Vipin Kapooria, chief financial officer of Blinkit, the quick commerce arm of Eternal (formerly Zomato), has resigned just about a year after taking over the role, people familiar with the matter told Moneycontrol. Kapooria is expected to return to his former employer, e-commerce giant Flipkart, according to the report.
Kapooria joined Blinkit around September–October 2024, becoming the first full-time CFO since Amit Sachdeva left the company in 2022. His appointment followed a major funding round for
Blinkit, which Eternal had described as its most important business division, and came weeks after the company raised ₹8,500 crore ($1 billion) through a qualified institutional placement.
This will be Kapooria’s third stint with Flipkart. He previously worked with the Walmart-owned company from 2015 to 2018 and again from August 2020 to October 2024, spending over seven years at the e-commerce major in total. Kapooria’s return comes just ahead of Flipkart’s planned IPO in 2026.

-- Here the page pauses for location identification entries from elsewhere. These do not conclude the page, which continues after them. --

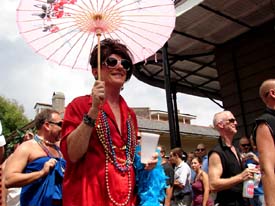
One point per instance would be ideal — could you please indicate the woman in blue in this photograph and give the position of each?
(37, 165)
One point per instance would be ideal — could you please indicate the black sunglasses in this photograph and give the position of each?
(112, 62)
(232, 120)
(56, 123)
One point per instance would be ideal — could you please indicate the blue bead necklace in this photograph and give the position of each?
(122, 165)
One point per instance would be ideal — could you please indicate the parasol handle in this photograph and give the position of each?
(98, 34)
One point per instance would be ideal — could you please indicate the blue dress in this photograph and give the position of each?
(46, 189)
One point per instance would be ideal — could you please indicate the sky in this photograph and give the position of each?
(28, 78)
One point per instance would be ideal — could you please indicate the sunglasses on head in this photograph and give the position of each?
(245, 145)
(112, 62)
(232, 120)
(56, 123)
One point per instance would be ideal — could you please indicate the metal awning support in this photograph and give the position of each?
(172, 114)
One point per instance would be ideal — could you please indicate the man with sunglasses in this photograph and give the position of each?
(264, 136)
(37, 164)
(99, 135)
(226, 172)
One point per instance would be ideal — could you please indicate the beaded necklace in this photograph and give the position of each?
(123, 166)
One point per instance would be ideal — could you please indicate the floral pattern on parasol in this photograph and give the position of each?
(65, 31)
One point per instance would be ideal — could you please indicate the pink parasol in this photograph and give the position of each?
(65, 31)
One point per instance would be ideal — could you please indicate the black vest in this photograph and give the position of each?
(231, 167)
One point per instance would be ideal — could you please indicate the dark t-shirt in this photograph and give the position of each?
(231, 167)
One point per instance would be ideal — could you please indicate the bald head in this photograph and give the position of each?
(221, 116)
(265, 87)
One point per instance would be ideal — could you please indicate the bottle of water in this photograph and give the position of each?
(248, 188)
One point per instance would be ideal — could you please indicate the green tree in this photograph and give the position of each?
(11, 115)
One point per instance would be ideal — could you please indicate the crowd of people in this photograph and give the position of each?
(91, 155)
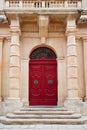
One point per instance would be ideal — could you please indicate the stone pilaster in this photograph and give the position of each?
(1, 45)
(14, 71)
(85, 65)
(72, 64)
(13, 101)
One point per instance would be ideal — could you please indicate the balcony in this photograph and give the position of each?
(42, 4)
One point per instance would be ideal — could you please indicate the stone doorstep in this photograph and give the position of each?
(47, 116)
(44, 112)
(8, 121)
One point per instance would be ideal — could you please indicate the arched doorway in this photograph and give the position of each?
(43, 77)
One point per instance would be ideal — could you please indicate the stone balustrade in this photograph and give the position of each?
(43, 4)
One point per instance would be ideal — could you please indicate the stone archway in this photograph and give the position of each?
(43, 77)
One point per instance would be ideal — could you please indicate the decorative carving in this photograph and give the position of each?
(43, 52)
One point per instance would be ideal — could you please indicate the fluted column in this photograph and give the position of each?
(1, 45)
(14, 70)
(85, 65)
(72, 62)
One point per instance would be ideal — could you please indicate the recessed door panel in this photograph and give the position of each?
(43, 82)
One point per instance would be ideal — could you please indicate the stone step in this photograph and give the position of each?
(40, 112)
(43, 108)
(8, 121)
(47, 116)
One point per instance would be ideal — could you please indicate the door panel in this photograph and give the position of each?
(43, 82)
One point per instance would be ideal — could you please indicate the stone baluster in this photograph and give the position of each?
(1, 47)
(14, 68)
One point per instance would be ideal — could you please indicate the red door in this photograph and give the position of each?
(43, 82)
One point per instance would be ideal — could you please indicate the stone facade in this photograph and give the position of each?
(57, 26)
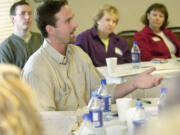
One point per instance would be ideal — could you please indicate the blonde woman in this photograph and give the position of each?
(18, 115)
(100, 41)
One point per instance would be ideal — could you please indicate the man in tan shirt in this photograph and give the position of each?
(62, 74)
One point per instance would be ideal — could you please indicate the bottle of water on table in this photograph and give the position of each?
(96, 114)
(136, 56)
(140, 117)
(162, 100)
(105, 101)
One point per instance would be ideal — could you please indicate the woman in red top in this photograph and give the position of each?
(154, 40)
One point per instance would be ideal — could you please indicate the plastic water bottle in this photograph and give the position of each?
(139, 118)
(136, 56)
(162, 100)
(96, 114)
(86, 127)
(105, 101)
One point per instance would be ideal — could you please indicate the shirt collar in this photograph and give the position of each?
(55, 54)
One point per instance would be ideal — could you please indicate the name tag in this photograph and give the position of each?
(118, 51)
(156, 39)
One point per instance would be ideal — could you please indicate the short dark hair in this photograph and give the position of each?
(158, 7)
(45, 14)
(13, 7)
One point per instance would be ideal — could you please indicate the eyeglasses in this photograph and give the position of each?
(24, 13)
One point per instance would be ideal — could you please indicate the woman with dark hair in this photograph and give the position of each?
(154, 40)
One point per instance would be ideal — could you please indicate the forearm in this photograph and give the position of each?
(124, 89)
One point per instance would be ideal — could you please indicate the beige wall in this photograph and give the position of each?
(130, 12)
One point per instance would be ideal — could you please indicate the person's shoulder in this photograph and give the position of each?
(77, 51)
(35, 61)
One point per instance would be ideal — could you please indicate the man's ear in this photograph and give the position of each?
(49, 29)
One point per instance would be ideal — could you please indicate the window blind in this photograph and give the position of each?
(6, 26)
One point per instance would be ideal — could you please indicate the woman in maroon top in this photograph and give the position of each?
(154, 40)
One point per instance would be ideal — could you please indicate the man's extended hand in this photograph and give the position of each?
(146, 80)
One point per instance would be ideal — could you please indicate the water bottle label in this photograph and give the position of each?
(106, 103)
(96, 118)
(136, 57)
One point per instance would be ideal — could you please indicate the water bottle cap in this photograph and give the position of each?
(134, 42)
(139, 103)
(163, 90)
(86, 116)
(95, 94)
(103, 82)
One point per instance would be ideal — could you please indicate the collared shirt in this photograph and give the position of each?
(61, 82)
(90, 42)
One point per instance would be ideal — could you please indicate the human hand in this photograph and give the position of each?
(146, 80)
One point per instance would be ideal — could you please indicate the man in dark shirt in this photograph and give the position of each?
(20, 45)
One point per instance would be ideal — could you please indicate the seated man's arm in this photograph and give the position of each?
(142, 81)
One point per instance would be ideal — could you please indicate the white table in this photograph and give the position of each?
(170, 71)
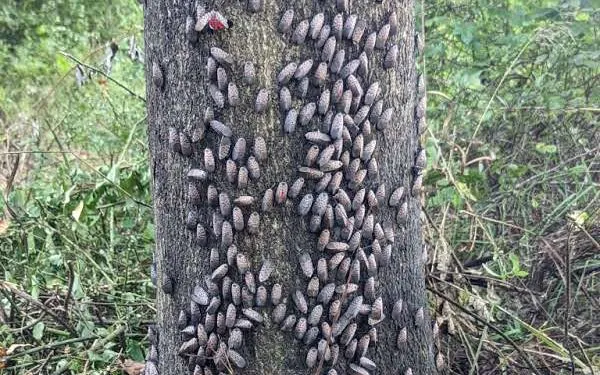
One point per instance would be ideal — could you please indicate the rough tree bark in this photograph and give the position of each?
(178, 94)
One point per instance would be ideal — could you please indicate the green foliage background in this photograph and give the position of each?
(513, 94)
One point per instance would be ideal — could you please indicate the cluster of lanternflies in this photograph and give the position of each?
(336, 316)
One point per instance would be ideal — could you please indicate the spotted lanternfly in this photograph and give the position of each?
(262, 100)
(281, 193)
(242, 178)
(323, 36)
(239, 150)
(157, 75)
(338, 61)
(231, 255)
(221, 56)
(289, 124)
(253, 168)
(185, 144)
(247, 298)
(201, 234)
(316, 24)
(211, 69)
(214, 260)
(260, 149)
(300, 328)
(315, 314)
(311, 156)
(238, 219)
(393, 21)
(285, 99)
(311, 356)
(236, 294)
(231, 316)
(285, 23)
(391, 57)
(219, 272)
(244, 200)
(328, 50)
(213, 19)
(216, 95)
(276, 293)
(278, 313)
(376, 315)
(253, 223)
(226, 235)
(231, 171)
(287, 73)
(337, 91)
(306, 113)
(337, 25)
(250, 282)
(306, 265)
(261, 296)
(267, 201)
(345, 102)
(249, 73)
(336, 126)
(311, 335)
(363, 68)
(300, 32)
(221, 78)
(417, 185)
(233, 96)
(217, 224)
(320, 204)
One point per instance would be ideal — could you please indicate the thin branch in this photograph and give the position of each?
(99, 71)
(9, 287)
(530, 364)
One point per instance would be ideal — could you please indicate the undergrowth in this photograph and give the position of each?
(511, 209)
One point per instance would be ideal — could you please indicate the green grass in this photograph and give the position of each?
(512, 180)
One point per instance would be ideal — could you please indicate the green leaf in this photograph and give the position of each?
(38, 331)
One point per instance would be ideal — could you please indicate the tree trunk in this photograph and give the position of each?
(178, 94)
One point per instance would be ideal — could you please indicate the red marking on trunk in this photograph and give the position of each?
(216, 24)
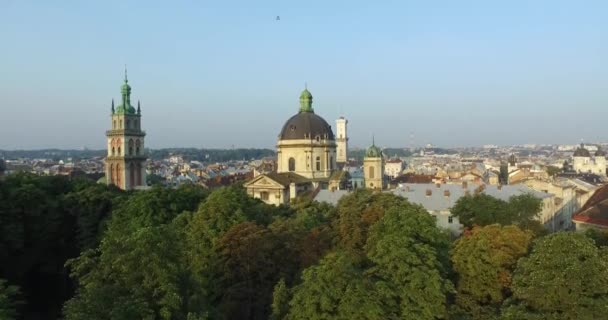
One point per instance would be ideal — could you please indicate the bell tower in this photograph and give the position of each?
(126, 159)
(341, 141)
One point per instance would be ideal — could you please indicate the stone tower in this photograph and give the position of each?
(341, 141)
(126, 159)
(373, 168)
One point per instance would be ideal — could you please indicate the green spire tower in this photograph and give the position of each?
(306, 101)
(126, 159)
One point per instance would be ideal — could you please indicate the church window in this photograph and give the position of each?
(292, 164)
(132, 174)
(131, 147)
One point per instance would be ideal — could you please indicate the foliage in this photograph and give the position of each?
(410, 257)
(565, 277)
(357, 212)
(484, 259)
(481, 209)
(8, 302)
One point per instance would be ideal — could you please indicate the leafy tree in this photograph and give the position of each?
(482, 209)
(484, 259)
(280, 300)
(410, 263)
(336, 288)
(357, 212)
(565, 277)
(8, 302)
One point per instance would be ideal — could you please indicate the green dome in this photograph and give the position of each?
(306, 95)
(373, 152)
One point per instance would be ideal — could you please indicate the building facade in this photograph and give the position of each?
(306, 159)
(373, 168)
(584, 163)
(125, 163)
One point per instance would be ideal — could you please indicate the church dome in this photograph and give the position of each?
(306, 124)
(373, 152)
(582, 152)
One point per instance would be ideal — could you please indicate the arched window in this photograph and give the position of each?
(130, 147)
(132, 175)
(138, 174)
(117, 181)
(292, 164)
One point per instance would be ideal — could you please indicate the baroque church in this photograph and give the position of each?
(584, 163)
(307, 158)
(125, 163)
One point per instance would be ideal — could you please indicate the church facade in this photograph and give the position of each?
(584, 163)
(306, 159)
(125, 163)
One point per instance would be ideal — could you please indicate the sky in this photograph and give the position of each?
(221, 74)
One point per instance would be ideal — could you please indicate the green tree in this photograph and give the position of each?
(565, 277)
(336, 288)
(410, 263)
(357, 212)
(280, 300)
(8, 301)
(484, 260)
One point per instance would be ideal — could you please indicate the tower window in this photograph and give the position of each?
(292, 164)
(130, 146)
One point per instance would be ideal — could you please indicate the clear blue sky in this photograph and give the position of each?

Eternal and Flipkart did not immediately respond to requests for comment. It remains unclear who will replace Kapooria at Blinkit.
Rising competition in quick commerce
Kapooria’s departure comes amid intensifying competition in India’s quick commerce sector. Blinkit, the market leader, faces strong rivalry from Swiggy’s Instamart, Zepto, Tata’s BigBasket, Flipkart Minutes and Amazon Now. The top three players, Blinkit, Instamart and Zepto, are expected to compete in public markets soon, a landmark for an industry that barely existed five to six years ago.
Quick commerce has rapidly evolved from a supplementary offering to a must-have for consumers, driving heavy investment in the space. A Moneycontrol analysis found that Blinkit, Swiggy and Zepto have collectively burnt nearly ₹9,000 crore over the past nine to 11 months, even as they sit on large cash reserves.
Despite high burn rates, the three companies hold over ₹40,000 crore in cash and cash equivalents, including fresh funds raised through QIPs by Eternal and Swiggy. This financial cushion is expected to help them continue competing aggressively for a larger share of the quick commerce market.